You will see more once the first quarter comes off the loom.

Monday, December 29, 2014

Starting the New Year

I write this post as my tapestry warp
rests in an azure pool...

I decided this year to work on one of those calendar tapestries that many tapestry artists have been doing...

I have done something similar in the past with my "Brick Wednesday" tapestry.  In that one, I wove at least one brick every Wednesday until I got a bit bored and ignored the tapestry for several years just finishing it this year with a bang. 

I have a concept but need some bright and cheerful warp to keep me going for the entire year.  I selected azure as my inspiration.  I hope the warp color is true to the color in the photo of the dye pot.  I always use dyed warp since I like to have the option of having exposed warp and white warp looks so naked and unfinished.  White warp also strains my eyes against all my white walls so a colored warp is always better in my studio. 

I will be using my Big Shannock for the piece even though it will be but a couple feet wide.  I envision four sections; one for each quarter.   

Ah the bell rings...I must go stir my dye pot!

Saturday, October 25, 2014

Asian Ladybugs Under Glass

Every year I create a new beetle design for me and my fellow beetle collectors.
This year I present the Asian ladybug.

Yes, it's my favorite time of the year....I just finished my Beetles Under Glass limited edition for 2014.   I was inspired by a photo I saw with hundreds of multi-colored ladybugs on a log.  They ranged in color from yellow to reddish orange and had lots of spots.

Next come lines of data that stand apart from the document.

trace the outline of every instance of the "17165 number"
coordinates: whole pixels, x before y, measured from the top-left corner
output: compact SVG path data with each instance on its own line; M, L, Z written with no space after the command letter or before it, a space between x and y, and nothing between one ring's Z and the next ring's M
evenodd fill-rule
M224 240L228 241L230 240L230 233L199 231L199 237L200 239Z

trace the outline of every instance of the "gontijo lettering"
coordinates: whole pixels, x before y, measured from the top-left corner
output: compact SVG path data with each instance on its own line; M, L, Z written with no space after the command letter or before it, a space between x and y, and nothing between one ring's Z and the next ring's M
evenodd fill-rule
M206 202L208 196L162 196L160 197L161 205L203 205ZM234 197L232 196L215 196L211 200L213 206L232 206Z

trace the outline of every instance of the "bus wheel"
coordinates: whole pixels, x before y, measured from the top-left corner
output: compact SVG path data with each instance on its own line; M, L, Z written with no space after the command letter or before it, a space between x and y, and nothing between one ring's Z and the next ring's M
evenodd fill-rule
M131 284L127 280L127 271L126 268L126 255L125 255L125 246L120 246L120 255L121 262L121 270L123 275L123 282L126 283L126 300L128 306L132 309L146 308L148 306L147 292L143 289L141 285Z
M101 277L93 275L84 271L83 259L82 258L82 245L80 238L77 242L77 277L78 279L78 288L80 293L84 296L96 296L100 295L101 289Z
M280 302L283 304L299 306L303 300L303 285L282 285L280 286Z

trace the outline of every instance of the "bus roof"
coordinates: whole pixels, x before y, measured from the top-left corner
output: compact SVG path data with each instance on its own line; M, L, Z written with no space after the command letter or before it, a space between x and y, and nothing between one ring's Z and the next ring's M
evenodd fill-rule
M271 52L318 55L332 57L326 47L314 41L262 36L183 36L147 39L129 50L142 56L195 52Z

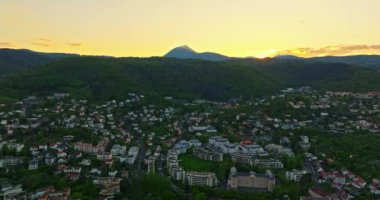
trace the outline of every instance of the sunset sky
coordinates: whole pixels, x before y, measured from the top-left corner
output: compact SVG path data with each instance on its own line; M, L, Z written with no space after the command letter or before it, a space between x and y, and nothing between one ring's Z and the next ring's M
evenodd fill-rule
M379 0L0 0L0 48L161 56L380 54Z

Last year, I put the 'good' ladybugs under glass...this year I did their evil sister - the Asian Ladybug.  The Asian ladybugs (aka Halloween or Harlequin ladybugs) were introduced into the US to help eradicate pests but over time turned into pests themselves.   Even so, they were still fun to weave with each one a slightly or not so slightly different color ranging between yellowish green and reddish orange.  And of course, they had to have a bit of glitz.

Become a collector!

They will be available for a sale at the following events:

The SCHG Weaving and Fiber Festival
Sunday November 2nd
Torrance Cultural Center, Torrance CA

The Designing Weavers Exhibit & Sale
Saturday and Sunday November 22-23rd
Sierra Madre Women's Club
Sierra Madre, CA

Sunday, September 14, 2014

Mr. and Mrs. Roberts Visit Escondido

Mr. and Mrs. Roberts hanging around
at the Escondido Municipal Gallery.

This is the other set of brass rubbings which I framed in fiber.  It is a rubbing of the brass of William and Joyce Roberts from 1484.  They are current on exhibit at the Escondido Municipal Gallery in Escondido until September 26th.

Here are the details about the pair:

Rubbed by Sophia Bair at St. Johns Church
Digswell, Hertfordshire 1970

Framed in fiber by Nicki Bair

In the original brass of 1484 the two shrouded figures, William and Joyce Roberts, were turned towards each other with hands raised in prayer.  The husband has his hair in pudding basin fashion while his wife has long flowing hair.  Note the shroud is tied at top and bottom and meets in the middle with the bare feet and legs visible. 

As noted on the 1484 brass, William Robert was the auditor of the Bishop of Winchester.   Apparently this is a memorial to his wife since William Robert was not dead at this time.  They had two sons and two daughters. William later remarried and died in 1508.  His brass at death pictured him, his two wives Margaret and Joyce plus all six of his children.  The later brass indicated he was the auditor of King Henry VIII.